Si le gouvernement du Québec était un précurseur en 1989 avec l’adoption d’une loi destinée à la protection des espèces menacées, il a depuis été dépassé, entre autres par le gouvernement fédéral et sa Loi sur les espèces en péril, entrée en vigueur en 2002 et beaucoup plus contraignante.

Or, malgré les demandes répétées de plusieurs groupes environnementaux, le gouvernement de François Legault n’est pas pressé de réformer la législation québécoise.

Lors de son passage mardi au Palais des congrès de Montréal, où se tient la COP15, le ministre de l’Environnement, de la Lutte contre les changements climatiques, de la Faune et des Parcs, Benoit Charette, n’a pas voulu prendre d’engagement clair à ce sujet.

Au niveau de changements législatifs, on est en train d’examiner le tout. On n’est absolument pas fermés à l’idée, mais il fallait y aller avec une certaine mise à jour dans un premier temps, ce qui n’avait pas été fait au niveau des espèces fauniques depuis 2009.

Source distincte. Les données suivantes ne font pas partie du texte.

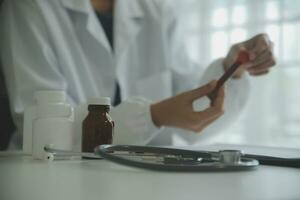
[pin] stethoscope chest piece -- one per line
(170, 159)
(234, 160)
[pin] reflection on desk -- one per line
(27, 179)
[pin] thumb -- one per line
(202, 91)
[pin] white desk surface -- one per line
(22, 178)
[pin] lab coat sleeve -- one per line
(29, 62)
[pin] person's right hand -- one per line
(178, 111)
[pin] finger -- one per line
(201, 91)
(258, 44)
(219, 100)
(262, 67)
(263, 57)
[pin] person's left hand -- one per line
(260, 49)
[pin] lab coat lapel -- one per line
(128, 20)
(92, 24)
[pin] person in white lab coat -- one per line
(60, 44)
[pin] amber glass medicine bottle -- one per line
(97, 127)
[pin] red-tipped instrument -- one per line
(243, 57)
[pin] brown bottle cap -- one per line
(99, 101)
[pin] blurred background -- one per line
(272, 116)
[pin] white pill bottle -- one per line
(49, 122)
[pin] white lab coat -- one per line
(60, 44)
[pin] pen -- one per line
(243, 57)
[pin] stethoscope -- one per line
(172, 159)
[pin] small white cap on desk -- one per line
(99, 101)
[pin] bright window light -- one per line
(238, 35)
(272, 10)
(219, 44)
(220, 17)
(239, 15)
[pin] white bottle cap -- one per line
(50, 96)
(99, 101)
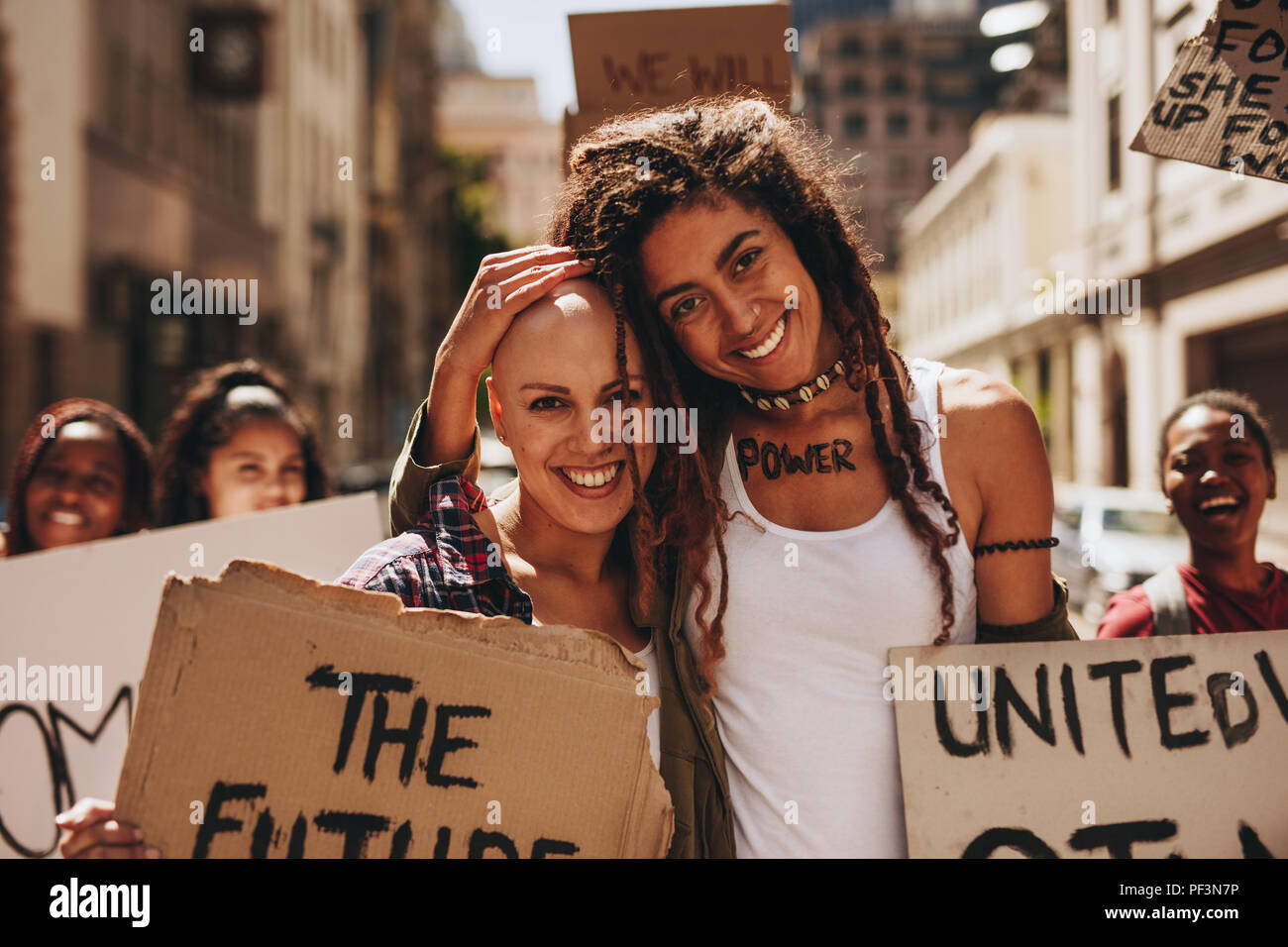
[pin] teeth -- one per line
(768, 344)
(593, 476)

Benoit Charette, ministre de l’Environnement, de la Lutte contre les changements climatiques, de la Faune et des Parcs

« C’est un tout nouveau mandat qui débute pour ce qui est du gouvernement, avec plein de défis. On sait qu’on n’aura pas le temps de s’ennuyer, donc c’est quelque chose qu’on évalue de notre côté », a-t-il ajouté.

Occasion manquée

Selon Alain Branchaud, biologiste et directeur général de la Société pour la nature et les parcs au Québec (SNAP Québec), « Québec aurait pu poser un geste fort à la COP15 en annonçant son intention de réformer la Loi sur les espèces menacées et vulnérables ». « Le ministre [Charette] aurait pu au moins confirmer son intention de moderniser la loi, surtout qu’elle est très loin des standards internationaux en vigueur », ajoute M. Branchaud.

Il salue l’ajout de nouvelles espèces fauniques à la liste des espèces menacées au Québec, « un geste qui va dans la bonne direction, mais qui, dans les faits, n’apporte absolument rien pour la protection de ces espèces ».

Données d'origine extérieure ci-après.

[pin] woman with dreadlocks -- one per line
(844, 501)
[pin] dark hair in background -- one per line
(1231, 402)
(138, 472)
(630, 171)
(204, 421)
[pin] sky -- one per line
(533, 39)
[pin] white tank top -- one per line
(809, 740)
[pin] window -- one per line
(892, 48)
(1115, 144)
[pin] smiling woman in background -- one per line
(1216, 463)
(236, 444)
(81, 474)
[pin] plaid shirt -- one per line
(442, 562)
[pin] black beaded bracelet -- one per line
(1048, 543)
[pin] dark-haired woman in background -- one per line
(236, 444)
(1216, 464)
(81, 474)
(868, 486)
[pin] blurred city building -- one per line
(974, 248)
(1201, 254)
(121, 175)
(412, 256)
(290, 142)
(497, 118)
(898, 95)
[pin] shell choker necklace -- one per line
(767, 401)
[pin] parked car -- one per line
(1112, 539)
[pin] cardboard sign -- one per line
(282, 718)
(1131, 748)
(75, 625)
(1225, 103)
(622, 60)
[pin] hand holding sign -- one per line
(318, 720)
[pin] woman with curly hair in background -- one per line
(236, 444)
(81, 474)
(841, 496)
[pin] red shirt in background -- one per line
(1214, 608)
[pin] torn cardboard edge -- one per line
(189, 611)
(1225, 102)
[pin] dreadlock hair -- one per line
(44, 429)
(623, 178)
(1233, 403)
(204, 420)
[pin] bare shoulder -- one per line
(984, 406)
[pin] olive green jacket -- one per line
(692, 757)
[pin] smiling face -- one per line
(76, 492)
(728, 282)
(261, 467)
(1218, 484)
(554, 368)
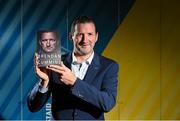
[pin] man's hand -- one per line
(41, 72)
(66, 75)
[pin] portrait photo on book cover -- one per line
(48, 48)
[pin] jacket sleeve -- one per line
(37, 99)
(105, 98)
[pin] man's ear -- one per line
(40, 43)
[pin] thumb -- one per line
(62, 64)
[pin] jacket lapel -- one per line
(93, 69)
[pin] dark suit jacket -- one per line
(88, 99)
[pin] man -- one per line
(84, 86)
(48, 40)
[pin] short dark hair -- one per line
(82, 19)
(40, 32)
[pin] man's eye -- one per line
(52, 40)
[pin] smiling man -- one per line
(84, 86)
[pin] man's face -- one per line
(84, 38)
(48, 41)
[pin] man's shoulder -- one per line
(106, 60)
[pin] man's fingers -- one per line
(55, 69)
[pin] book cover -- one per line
(48, 48)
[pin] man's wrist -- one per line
(42, 89)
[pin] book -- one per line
(48, 48)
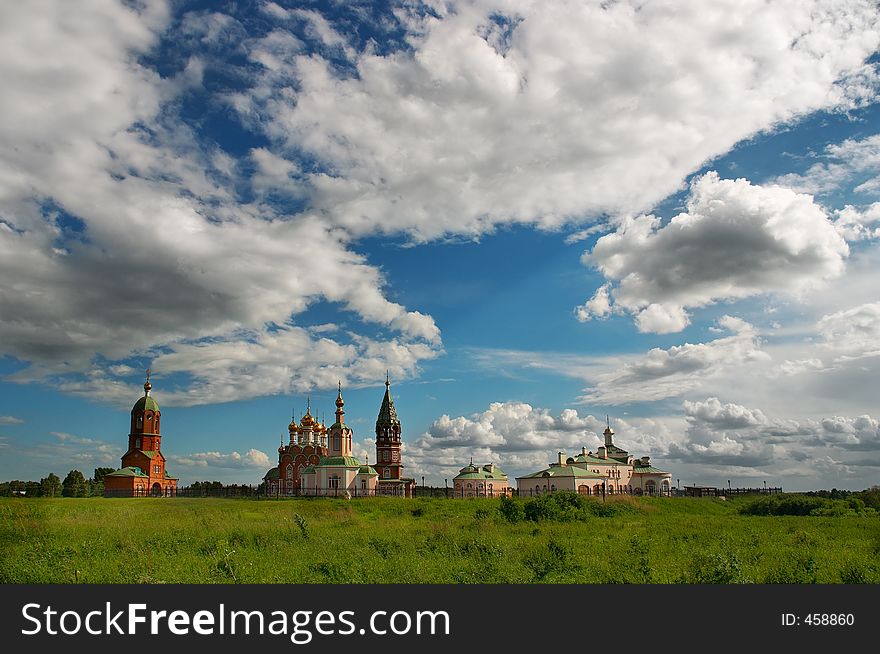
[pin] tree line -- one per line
(74, 484)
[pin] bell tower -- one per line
(388, 462)
(145, 434)
(340, 433)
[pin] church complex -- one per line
(319, 461)
(143, 464)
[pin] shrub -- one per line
(719, 568)
(858, 573)
(546, 560)
(785, 505)
(511, 509)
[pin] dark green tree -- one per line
(51, 485)
(74, 484)
(96, 483)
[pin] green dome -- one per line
(146, 403)
(346, 461)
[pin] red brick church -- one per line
(143, 471)
(318, 460)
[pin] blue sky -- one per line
(533, 215)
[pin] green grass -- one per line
(393, 540)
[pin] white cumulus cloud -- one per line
(735, 240)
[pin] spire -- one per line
(387, 413)
(340, 412)
(608, 433)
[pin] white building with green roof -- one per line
(339, 472)
(480, 481)
(611, 470)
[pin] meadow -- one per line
(421, 540)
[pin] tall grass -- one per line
(394, 540)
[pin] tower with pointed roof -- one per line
(389, 459)
(306, 446)
(388, 463)
(143, 464)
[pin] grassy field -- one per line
(392, 540)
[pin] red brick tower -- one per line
(388, 462)
(143, 465)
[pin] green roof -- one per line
(480, 472)
(146, 403)
(649, 470)
(128, 471)
(387, 413)
(586, 458)
(344, 461)
(272, 474)
(563, 471)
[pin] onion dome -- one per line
(387, 413)
(146, 403)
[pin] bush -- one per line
(546, 560)
(511, 509)
(786, 505)
(718, 568)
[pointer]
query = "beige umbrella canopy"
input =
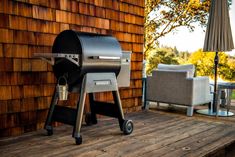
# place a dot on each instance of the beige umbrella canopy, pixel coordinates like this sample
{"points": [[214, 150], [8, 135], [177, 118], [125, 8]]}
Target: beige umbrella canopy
{"points": [[218, 36]]}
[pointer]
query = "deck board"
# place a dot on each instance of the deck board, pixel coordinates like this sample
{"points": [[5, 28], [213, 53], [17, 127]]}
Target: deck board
{"points": [[156, 133]]}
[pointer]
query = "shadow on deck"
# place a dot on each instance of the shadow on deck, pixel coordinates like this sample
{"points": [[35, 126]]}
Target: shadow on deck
{"points": [[156, 133]]}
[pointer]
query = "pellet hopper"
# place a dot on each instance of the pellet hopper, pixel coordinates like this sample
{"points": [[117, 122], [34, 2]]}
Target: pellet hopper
{"points": [[87, 63]]}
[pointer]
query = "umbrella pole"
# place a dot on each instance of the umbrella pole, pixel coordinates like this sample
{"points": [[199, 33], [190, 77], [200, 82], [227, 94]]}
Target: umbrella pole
{"points": [[216, 61]]}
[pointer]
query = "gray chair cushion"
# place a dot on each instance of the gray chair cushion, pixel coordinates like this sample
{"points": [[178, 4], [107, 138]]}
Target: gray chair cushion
{"points": [[190, 68]]}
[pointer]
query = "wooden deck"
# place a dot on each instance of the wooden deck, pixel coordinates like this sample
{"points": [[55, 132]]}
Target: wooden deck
{"points": [[156, 133]]}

Rappelons que le gouvernement du Québec a mis à jour récemment sa liste d’espèces menacées ou vulnérables, qui n’avait pas été revue depuis 2009. De nouvelles espèces ont été inscrites au registre et le statut de la rainette faux-grillon de l’Ouest est passé de « vulnérable » à « menacée ». Aucun changement n’a été apporté cependant pour le caribou, malgré des menaces de groupes autochtones de porter l’affaire devant les tribunaux si de nouvelles mesures de protection ne sont pas déployées.

Or, sans une réforme de la loi, les espèces menacées au Québec ne seront pas davantage protégées par un simple statut, croit Alain Branchaud. Par exemple, Québec pourrait modifier rapidement son règlement sur les habitats fauniques pour l’étendre aux terres privées, signale-t-il.

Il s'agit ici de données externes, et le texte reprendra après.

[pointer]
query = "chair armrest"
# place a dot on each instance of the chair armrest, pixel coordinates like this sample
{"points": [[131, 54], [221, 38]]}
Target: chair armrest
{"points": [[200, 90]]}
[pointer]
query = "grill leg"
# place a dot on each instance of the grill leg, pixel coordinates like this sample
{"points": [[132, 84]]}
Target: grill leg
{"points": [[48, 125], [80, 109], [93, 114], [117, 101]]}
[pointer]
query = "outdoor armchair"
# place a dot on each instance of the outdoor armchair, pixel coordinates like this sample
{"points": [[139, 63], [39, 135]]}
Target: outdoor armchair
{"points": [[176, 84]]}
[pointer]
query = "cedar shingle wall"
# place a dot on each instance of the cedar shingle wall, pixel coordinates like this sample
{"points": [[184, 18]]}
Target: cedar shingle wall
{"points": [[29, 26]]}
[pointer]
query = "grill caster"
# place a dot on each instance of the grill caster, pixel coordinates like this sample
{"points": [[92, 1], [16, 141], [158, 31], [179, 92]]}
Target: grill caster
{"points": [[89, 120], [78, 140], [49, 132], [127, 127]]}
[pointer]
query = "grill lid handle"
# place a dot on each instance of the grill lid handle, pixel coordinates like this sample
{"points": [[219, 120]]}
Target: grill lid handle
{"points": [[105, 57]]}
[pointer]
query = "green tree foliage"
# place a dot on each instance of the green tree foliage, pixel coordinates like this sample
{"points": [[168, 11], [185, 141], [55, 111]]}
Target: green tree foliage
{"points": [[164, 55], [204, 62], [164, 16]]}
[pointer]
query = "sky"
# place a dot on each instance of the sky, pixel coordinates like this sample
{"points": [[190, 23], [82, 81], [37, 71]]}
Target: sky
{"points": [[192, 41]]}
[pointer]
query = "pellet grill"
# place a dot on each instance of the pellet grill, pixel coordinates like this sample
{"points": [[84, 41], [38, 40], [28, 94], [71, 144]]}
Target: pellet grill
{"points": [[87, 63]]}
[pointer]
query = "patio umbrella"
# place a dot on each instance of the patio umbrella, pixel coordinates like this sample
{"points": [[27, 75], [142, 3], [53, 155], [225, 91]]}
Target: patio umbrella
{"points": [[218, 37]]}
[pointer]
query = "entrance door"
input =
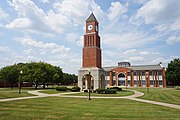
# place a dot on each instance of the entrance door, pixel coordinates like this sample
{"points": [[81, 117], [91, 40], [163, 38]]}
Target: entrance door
{"points": [[121, 79]]}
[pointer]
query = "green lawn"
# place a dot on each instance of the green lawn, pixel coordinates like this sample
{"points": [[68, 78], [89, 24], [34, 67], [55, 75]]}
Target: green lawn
{"points": [[168, 95], [51, 91], [13, 93], [82, 109], [118, 94]]}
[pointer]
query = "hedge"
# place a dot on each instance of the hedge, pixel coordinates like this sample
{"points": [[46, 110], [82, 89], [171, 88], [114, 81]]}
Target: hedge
{"points": [[61, 88], [75, 89], [105, 91]]}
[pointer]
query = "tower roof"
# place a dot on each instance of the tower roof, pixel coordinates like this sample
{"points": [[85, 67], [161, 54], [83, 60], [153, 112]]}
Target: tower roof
{"points": [[91, 18]]}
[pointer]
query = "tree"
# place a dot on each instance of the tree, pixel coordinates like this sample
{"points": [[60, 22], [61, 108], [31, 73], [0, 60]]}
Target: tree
{"points": [[58, 75], [173, 72], [11, 74], [69, 79]]}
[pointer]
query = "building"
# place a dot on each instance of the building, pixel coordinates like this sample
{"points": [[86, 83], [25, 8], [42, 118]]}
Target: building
{"points": [[93, 75]]}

Une telle modification permettrait à Québec de mieux protéger des espèces comme la rainette faux-grillon de l’Ouest, par exemple, dont les habitats se trouvent très souvent sur des terres privées. Rappelons que cette espèce a bénéficié de deux décrets d’urgence du gouvernement fédéral en cinq ans pour stopper des projets qui avaient été autorisés par le ministère québécois de l’Environnement, et ce, même si la rainette faux-grillon était inscrite au registre québécois des espèces menacées ou vulnérables.

Une telle réforme du règlement est dans les cartons du gouvernement québécois depuis 2016, rappelle Anne-Sophie Doré, avocate au Centre québécois de l’environnement (CQDE).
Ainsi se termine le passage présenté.